Inside the last-minute legal fight to stop Title IX from going into effect
A coalition of states has asked an appeals court to overturn an eleventh-hour decision allowing the Biden administration to implement its rules expanding the definition of Title IX to include gender identity by the end of the day Wednesday.
A lawsuit led by the state of Alabama has asked a federal appeals court to overturn a judge’s Tuesday decision to allow the Department of Education to enforce the controversial rule, which will go into effect on Thursday. That court decision is the first one permitting the Biden administration to implement the rule.
Alabama, Florida, Georgia, and South Carolina, as well as the Independent Women’s Law Center, Independent Women’s Network, Parents Defending Education, and Speech First, Inc., have asked the Court of Appeals for the Eleventh Circuit to intervene before the rule’s Aug. 1 deadline.
In court filings, those states and organizations say that the legal system’s delayed response caused the last-minute action.
“Though briefing was complete on June 19 and oral argument was held on July 1, the district court did not rule until today, July 30, giving the plaintiffs (Alabama, Georgia, Florida, South Carolina, and four associations who represent students) just hours to seek emergency relief,” the emergency motion for administrative injunction reads.
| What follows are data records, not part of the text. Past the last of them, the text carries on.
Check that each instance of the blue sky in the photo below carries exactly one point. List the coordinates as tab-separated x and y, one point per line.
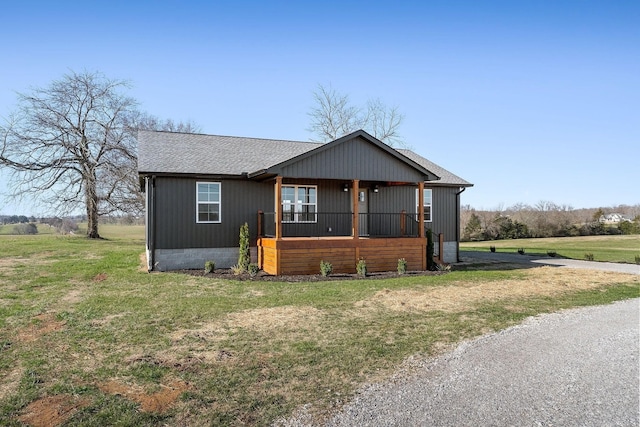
528	100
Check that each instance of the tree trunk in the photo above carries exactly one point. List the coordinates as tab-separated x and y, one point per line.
91	197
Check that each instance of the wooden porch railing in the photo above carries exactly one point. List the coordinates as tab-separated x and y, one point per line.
330	224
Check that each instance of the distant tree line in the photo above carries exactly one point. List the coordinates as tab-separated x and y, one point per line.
16	219
545	219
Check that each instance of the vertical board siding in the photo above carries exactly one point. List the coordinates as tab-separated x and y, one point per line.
444	212
176	226
357	159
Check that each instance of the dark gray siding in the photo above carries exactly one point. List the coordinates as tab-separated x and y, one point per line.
334	207
354	159
175	219
444	212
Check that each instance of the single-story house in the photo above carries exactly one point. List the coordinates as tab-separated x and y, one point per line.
349	199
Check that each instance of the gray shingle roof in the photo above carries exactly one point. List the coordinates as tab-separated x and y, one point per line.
184	153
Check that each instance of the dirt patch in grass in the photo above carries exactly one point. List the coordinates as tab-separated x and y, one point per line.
159	401
73	297
266	319
43	324
260	319
101	277
10	381
228	274
52	411
461	296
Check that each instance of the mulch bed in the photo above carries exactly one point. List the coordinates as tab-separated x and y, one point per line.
228	274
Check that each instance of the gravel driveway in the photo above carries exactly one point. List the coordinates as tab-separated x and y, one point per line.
574	368
477	256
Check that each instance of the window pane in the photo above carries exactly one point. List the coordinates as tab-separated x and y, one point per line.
288	193
208	212
427	196
427	213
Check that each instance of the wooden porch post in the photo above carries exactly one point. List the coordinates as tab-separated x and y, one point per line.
278	197
278	208
355	197
421	209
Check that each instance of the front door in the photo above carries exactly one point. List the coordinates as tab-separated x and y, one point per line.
363	210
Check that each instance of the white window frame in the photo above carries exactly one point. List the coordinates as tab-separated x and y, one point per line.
429	204
208	202
298	206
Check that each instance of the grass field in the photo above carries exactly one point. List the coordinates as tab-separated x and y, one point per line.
604	248
87	337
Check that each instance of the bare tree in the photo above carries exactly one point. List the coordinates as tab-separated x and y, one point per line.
73	145
68	145
334	116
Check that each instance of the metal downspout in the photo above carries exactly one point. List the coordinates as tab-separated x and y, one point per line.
152	219
462	189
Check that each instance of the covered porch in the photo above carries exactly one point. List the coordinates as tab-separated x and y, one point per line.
287	247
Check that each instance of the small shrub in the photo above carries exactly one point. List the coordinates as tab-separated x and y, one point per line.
209	267
253	269
443	267
361	267
402	266
325	268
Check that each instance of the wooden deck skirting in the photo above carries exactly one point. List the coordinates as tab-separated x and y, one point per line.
302	255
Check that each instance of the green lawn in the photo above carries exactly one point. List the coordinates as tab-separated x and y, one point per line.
604	248
84	327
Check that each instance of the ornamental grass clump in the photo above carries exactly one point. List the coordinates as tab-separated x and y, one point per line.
361	268
402	266
209	267
253	270
325	268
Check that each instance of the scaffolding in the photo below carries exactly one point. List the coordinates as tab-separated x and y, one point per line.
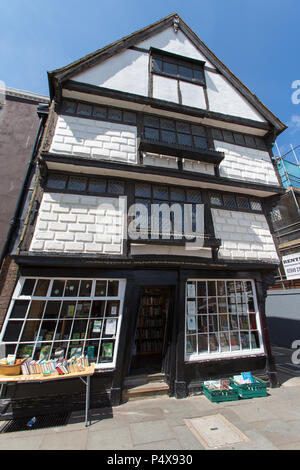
289	170
289	167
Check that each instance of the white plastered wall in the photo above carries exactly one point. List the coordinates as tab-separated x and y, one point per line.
71	223
244	236
98	140
127	71
246	164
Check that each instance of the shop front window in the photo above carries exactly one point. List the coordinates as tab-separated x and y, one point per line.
61	318
221	319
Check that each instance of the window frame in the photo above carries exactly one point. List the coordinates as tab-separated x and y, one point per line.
152	199
176	123
29	298
178	61
198	357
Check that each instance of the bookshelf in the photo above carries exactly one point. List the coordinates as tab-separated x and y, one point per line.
149	339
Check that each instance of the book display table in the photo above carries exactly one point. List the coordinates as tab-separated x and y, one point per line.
84	375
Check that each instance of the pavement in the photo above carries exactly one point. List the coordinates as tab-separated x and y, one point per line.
193	423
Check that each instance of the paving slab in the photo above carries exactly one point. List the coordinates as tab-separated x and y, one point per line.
150	432
110	439
68	440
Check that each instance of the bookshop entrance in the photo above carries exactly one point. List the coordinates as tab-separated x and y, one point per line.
150	337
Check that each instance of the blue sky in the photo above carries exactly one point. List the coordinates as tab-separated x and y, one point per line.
257	39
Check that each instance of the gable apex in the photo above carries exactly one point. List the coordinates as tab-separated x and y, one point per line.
187	44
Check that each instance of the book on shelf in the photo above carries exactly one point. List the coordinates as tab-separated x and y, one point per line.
107	350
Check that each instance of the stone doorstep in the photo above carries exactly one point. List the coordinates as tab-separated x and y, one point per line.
142	379
147	390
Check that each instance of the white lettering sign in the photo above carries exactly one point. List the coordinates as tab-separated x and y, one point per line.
291	264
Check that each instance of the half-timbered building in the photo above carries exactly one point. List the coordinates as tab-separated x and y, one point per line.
147	244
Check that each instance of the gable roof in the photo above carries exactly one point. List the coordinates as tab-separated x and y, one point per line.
60	75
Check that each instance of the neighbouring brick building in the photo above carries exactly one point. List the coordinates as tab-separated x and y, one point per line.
153	122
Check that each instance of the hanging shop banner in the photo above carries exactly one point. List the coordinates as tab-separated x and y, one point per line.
291	264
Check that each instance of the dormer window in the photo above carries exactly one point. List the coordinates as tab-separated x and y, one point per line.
174	66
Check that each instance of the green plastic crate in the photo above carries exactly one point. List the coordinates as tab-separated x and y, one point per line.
220	395
256	389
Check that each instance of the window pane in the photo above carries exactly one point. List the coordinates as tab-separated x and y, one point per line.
57	288
185	72
167	124
193	196
36	309
129	117
47	330
107	351
95	328
69	106
68	309
229	201
115	114
157	65
56	181
228	136
185	139
191	344
100	290
28	287
199	131
52	309
250	140
198	75
82	309
200	142
183	127
169	137
151	133
169	68
85	288
77	183
115	187
160	192
255	205
91	350
99	111
239	139
113	288
216	200
98	308
177	194
41	288
12	331
97	186
243	202
71	288
151	121
19	309
143	190
217	134
84	109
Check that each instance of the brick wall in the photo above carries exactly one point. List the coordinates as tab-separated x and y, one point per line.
244	236
97	140
8	278
246	164
78	224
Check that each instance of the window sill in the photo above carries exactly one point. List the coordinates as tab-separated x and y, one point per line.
225	355
181	151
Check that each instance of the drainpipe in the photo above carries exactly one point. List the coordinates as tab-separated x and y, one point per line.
16	217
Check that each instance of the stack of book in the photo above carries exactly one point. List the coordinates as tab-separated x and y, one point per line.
220	384
61	366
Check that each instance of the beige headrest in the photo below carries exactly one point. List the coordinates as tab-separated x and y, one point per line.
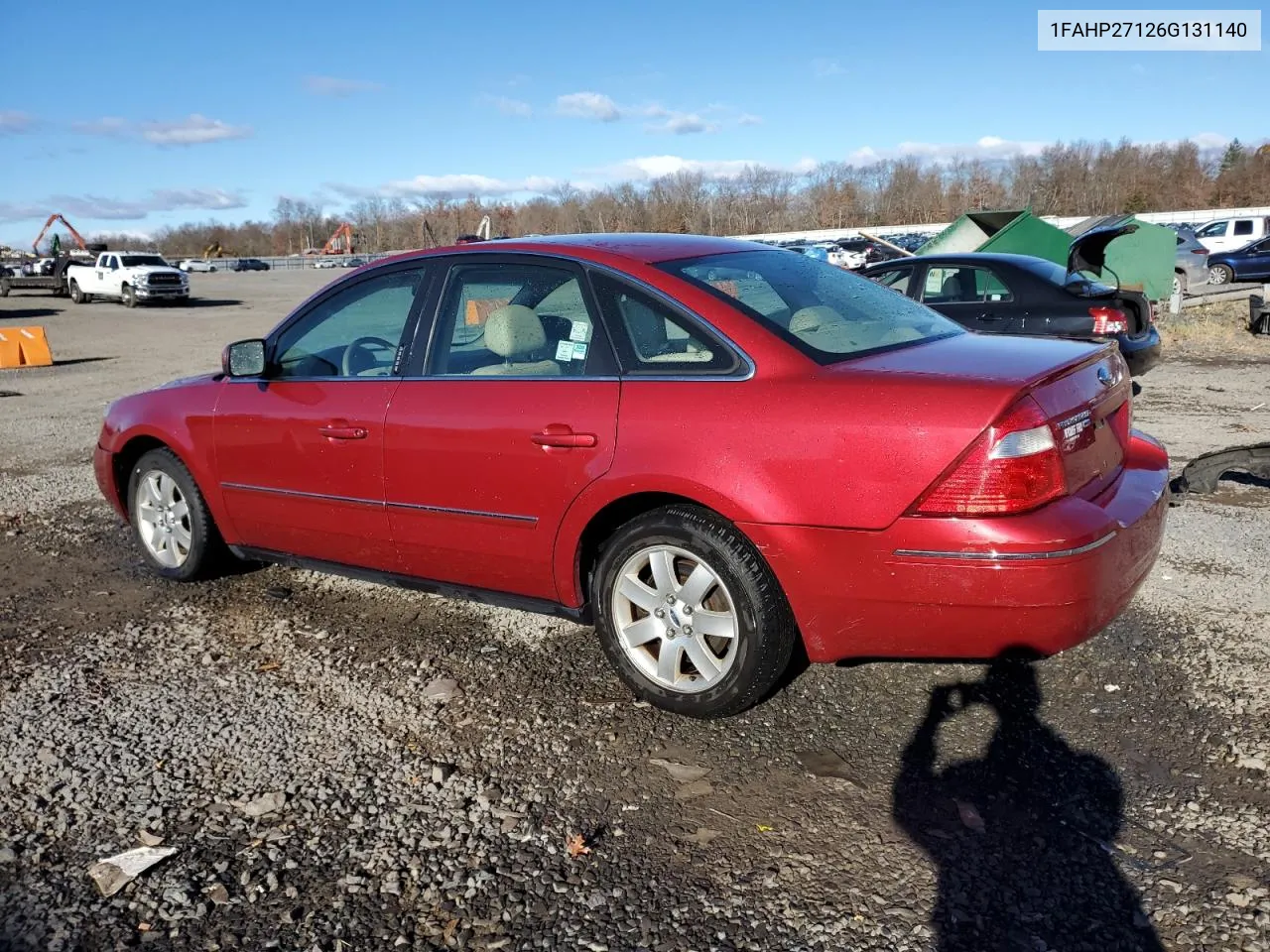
513	330
812	318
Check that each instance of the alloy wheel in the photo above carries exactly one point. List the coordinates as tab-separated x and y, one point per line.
675	619
163	520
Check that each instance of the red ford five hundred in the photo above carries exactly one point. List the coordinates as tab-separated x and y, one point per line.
708	448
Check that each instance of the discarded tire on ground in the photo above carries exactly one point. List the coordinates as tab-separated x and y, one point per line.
1203	472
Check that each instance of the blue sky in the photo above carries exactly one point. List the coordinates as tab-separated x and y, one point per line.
177	112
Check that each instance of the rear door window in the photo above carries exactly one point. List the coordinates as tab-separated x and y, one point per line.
516	320
652	338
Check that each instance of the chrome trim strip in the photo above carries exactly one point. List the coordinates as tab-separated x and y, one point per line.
300	494
479	513
1005	556
356	500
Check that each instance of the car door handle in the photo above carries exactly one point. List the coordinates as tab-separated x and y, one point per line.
333	431
563	438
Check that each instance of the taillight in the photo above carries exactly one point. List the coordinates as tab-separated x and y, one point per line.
1107	321
1012	467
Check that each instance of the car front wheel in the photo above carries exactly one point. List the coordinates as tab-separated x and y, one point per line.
1220	275
172	524
689	613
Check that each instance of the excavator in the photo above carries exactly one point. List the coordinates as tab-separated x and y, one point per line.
56	241
340	243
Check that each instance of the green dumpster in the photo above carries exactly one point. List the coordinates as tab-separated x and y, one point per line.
1142	261
1017	232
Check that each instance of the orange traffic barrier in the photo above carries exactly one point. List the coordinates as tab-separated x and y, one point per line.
24	347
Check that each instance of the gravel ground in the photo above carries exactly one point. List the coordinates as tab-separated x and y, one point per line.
347	767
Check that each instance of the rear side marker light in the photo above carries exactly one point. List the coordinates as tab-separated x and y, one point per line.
1107	321
1014	466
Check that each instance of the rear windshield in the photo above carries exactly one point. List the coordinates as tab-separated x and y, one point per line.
825	311
1076	282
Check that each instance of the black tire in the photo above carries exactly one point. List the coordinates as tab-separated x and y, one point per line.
207	551
766	629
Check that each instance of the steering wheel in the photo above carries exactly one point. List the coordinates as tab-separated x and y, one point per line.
365	345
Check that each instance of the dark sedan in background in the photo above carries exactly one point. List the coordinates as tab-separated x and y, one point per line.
1003	294
1248	263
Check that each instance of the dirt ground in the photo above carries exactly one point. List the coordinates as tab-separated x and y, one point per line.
1128	809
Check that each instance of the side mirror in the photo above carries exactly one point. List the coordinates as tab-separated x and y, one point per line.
243	358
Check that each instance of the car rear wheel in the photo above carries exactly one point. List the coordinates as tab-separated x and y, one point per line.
1220	275
172	524
689	613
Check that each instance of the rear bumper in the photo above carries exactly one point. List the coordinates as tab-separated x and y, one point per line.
973	588
1141	353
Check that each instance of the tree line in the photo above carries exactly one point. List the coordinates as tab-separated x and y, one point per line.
1066	179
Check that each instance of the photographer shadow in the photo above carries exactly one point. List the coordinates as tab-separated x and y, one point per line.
1017	835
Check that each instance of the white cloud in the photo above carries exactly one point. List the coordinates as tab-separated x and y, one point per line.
339	87
940	153
13	122
683	123
654	167
509	107
456	185
588	105
108	126
126	209
597	105
193	130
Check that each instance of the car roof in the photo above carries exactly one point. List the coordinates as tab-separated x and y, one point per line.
635	246
968	258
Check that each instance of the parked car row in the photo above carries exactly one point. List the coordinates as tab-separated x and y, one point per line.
1007	294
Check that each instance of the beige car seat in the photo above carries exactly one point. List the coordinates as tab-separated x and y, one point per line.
515	333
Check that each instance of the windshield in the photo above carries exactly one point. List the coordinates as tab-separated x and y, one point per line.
143	261
826	312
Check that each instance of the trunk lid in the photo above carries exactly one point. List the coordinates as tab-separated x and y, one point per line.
1088	413
1088	253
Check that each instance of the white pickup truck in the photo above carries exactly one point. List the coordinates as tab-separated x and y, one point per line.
131	277
1232	234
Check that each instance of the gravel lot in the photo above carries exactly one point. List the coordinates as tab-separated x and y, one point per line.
347	767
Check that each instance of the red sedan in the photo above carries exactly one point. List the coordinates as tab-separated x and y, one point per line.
708	448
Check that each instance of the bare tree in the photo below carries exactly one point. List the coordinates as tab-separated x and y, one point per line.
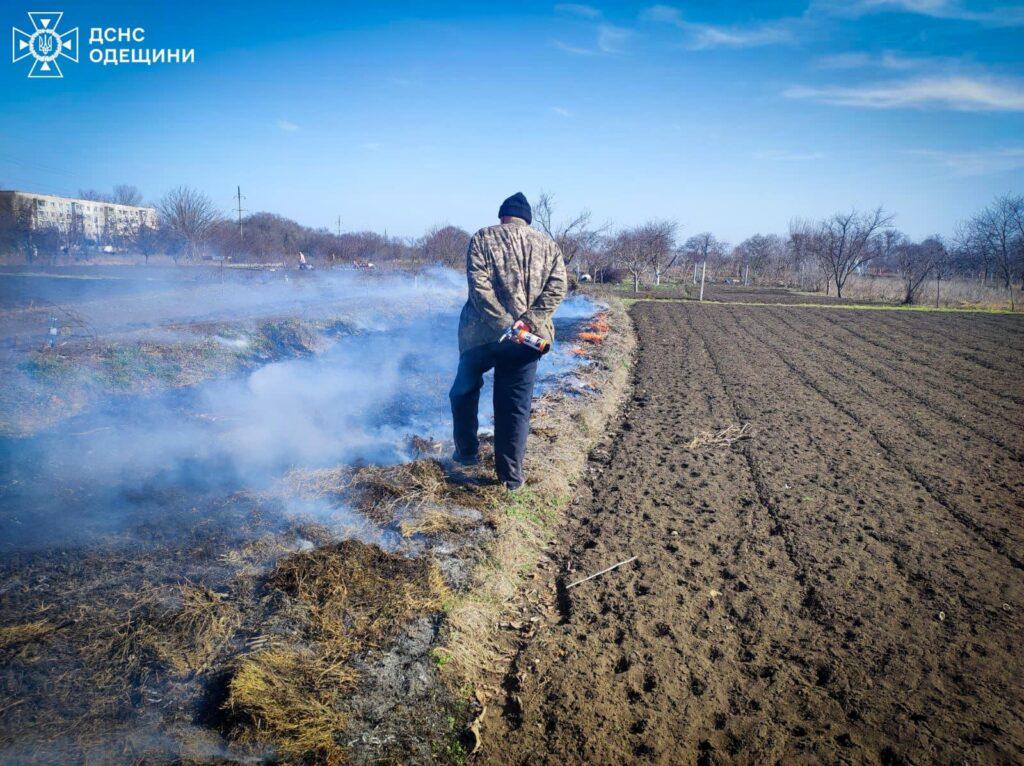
189	214
445	244
845	242
125	194
574	236
800	252
659	242
995	236
943	265
702	248
914	262
763	253
631	254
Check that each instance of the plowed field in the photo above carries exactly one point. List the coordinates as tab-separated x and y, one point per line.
846	585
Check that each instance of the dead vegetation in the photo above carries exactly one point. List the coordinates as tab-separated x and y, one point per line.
564	428
329	604
724	437
288	622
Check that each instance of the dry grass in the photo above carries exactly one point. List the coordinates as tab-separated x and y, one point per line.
568	427
724	437
336	601
291	696
417	490
13	636
190	628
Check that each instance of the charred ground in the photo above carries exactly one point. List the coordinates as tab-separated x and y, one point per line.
845	585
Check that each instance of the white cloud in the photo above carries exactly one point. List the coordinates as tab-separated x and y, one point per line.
888	59
579	9
610	39
573	49
960	93
707	36
994	15
979	162
663	14
786	156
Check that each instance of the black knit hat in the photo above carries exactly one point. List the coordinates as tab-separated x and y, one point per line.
516	206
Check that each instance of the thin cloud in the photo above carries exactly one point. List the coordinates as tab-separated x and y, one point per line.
958	93
707	36
579	9
784	156
891	60
573	49
610	39
993	15
976	163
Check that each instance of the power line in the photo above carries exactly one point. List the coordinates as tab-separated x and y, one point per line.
240	198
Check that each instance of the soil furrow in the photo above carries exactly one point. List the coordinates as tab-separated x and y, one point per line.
799	596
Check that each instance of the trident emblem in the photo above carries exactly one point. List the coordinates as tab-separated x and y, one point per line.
44	44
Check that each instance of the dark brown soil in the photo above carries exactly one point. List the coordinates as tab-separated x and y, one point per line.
845	586
721	292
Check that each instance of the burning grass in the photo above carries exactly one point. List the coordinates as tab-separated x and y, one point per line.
279	634
47	385
330	604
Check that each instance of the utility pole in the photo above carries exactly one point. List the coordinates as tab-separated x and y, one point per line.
239	197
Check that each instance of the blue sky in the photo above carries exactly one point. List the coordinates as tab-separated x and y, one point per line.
727	117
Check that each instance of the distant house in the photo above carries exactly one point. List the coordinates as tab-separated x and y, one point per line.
96	220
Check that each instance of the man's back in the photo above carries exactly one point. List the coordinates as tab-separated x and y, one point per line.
515	272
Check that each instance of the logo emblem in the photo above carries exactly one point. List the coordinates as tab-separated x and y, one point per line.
44	44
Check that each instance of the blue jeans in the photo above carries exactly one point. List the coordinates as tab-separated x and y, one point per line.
515	371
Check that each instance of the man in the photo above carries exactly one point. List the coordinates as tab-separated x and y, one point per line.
516	278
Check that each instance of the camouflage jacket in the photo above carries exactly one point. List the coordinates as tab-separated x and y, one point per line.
515	272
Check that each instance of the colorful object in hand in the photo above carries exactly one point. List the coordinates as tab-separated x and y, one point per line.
519	334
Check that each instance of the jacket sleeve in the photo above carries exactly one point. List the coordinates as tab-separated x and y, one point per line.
551	295
481	289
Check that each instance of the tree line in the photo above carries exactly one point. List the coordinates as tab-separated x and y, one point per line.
819	255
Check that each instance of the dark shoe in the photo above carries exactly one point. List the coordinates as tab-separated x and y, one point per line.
469	460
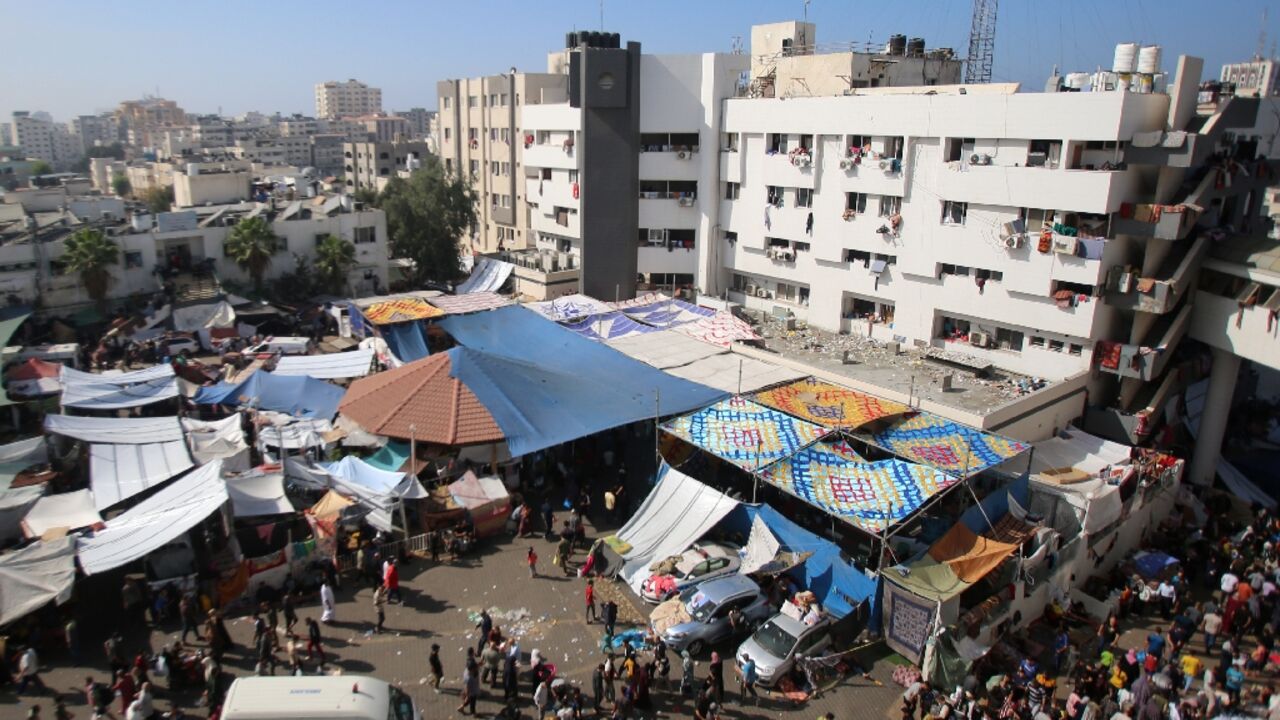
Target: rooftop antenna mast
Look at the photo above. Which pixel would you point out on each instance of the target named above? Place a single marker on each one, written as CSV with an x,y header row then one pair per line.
x,y
982,42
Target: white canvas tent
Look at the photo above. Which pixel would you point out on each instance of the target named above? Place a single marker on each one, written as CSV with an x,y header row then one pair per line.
x,y
677,513
154,522
35,575
67,510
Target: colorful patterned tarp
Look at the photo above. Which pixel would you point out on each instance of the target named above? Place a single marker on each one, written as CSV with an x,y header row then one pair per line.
x,y
947,446
607,326
745,433
401,310
721,328
832,477
828,405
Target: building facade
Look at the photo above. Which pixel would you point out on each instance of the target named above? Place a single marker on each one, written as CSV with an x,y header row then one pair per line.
x,y
341,99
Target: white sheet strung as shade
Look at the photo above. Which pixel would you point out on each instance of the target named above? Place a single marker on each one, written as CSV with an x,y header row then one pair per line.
x,y
334,365
127,431
119,472
154,522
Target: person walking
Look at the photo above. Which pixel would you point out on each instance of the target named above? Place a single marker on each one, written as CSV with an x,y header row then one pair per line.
x,y
590,601
314,642
380,607
433,661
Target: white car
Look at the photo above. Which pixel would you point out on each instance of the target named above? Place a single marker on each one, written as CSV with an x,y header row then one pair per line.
x,y
698,564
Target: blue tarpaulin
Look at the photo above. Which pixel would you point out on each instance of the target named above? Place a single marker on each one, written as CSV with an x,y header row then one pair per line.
x,y
840,587
406,341
300,396
545,384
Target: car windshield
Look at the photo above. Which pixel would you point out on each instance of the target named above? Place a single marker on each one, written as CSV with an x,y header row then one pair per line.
x,y
776,641
698,605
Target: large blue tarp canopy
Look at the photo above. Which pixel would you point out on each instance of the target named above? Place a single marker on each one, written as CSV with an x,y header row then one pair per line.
x,y
840,587
545,384
301,396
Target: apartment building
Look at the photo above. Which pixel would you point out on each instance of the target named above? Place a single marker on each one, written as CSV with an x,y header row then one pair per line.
x,y
338,99
479,136
368,165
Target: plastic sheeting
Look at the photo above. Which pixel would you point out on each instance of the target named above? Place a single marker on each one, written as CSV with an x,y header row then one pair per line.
x,y
488,276
336,365
677,511
298,396
112,392
67,510
154,522
33,575
115,431
545,386
119,472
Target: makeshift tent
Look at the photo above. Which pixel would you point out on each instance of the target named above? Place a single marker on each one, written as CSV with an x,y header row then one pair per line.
x,y
65,510
568,308
35,378
470,302
607,326
120,431
424,401
873,496
118,391
33,575
222,440
488,276
119,472
334,365
544,384
256,493
721,329
485,501
744,433
298,396
155,522
951,447
677,511
828,405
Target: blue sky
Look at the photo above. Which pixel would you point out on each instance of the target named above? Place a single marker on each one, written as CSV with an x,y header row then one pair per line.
x,y
81,57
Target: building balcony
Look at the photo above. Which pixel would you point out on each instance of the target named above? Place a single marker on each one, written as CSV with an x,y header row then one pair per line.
x,y
1148,359
1160,292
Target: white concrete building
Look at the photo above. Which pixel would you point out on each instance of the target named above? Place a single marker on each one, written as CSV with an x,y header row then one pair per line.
x,y
336,99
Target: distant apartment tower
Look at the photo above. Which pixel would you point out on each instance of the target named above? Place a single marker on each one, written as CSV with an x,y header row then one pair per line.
x,y
368,165
479,137
337,99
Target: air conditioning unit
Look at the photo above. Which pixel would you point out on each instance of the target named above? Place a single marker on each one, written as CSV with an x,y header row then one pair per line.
x,y
1064,245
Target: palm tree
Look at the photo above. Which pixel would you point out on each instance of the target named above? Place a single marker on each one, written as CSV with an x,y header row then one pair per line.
x,y
334,256
251,245
90,253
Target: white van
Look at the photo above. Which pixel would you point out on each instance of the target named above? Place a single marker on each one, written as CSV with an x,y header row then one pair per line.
x,y
316,697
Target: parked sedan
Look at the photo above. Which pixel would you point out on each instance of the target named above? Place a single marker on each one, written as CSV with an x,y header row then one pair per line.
x,y
700,615
698,564
778,642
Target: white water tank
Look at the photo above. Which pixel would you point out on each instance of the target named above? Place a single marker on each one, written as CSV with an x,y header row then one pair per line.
x,y
1127,58
1148,59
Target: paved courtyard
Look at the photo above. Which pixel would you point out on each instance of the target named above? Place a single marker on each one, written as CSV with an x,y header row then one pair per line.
x,y
545,614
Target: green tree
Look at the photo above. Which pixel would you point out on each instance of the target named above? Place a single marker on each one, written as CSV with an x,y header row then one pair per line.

“Now that the district court has denied an injunction pending appeal, Plaintiffs will file a motion asking this Court for the same relief,” the plaintiffs said in a filing entered after 11 p.m. on Tuesday night. “But that motion could not be briefed, let alone considered and decided, before the rule goes into effect in less than 36 hours.”
The states and organizations said in the filing that the rule would require schools to let males use female restrooms, let males shower and undress in front of female students, let males box and wrestle with female students, let males share rooms with female students on overnight trips, punish those who use the wrong pronouns and punish those “who express ‘offensive’ views” on controversial topics.
“The Title IX rule not only immediately jeopardizes the rights and safety of students,” the plaintiff’s lawsuit reads. “But it also requires schools to digest the rest of the 423-page rule, update their policies, retrain their employees, figure out how to reconcile contrary state laws, and more. And the rule’s effective date is hours away.”
The Department of Education’s controversial rule changes were first announced in April this year, and the agency has fought in court for the rules to be enforced, citing the necessity of increased protections for transgender students in academic settings.
The Department’s response on Wednesday said that despite the plaintiff’s claims, the schools would not lose their funding immediately.
“Title IX sets out a comprehensive scheme for obtaining compliance that authorizes termination of funding only after an extensive process that includes express findings on the record, attempts to secure voluntary compliance, an opportunity for a hearing, notifications to Congress, and passage of a 30-day waiting period.
The Department of Education said if states are unprepared, they are to blame.
“The Rule’s effective date has been apparent to plaintiffs since April 2024. In the intervening three months, the status quo has always been that the Rule would go into effect and that plaintiffs would have to comply,” the Department of Education’s response reads. “If plaintiffs waited until [Tuesday] afternoon to begin their compliance efforts, that is an emergency entirely of their own making.”
The department argued that, at this point, an injunction would do more harm than good.
“On the other side of the ledger, a late-breaking change in the status quo will cause immediate and irreparable harms,” the department’s response reads. “Students and teachers throughout the plaintiff states have an interest in the many protections provided by the Rule – the vast majority of which plaintiffs do not challenge.”
“No one disputes that preventing sex discrimination in education – and ensuring that all students have full access to federally funded educational opportunities – serves a compelling public interest,” the Department’s Wednesday court filing reads.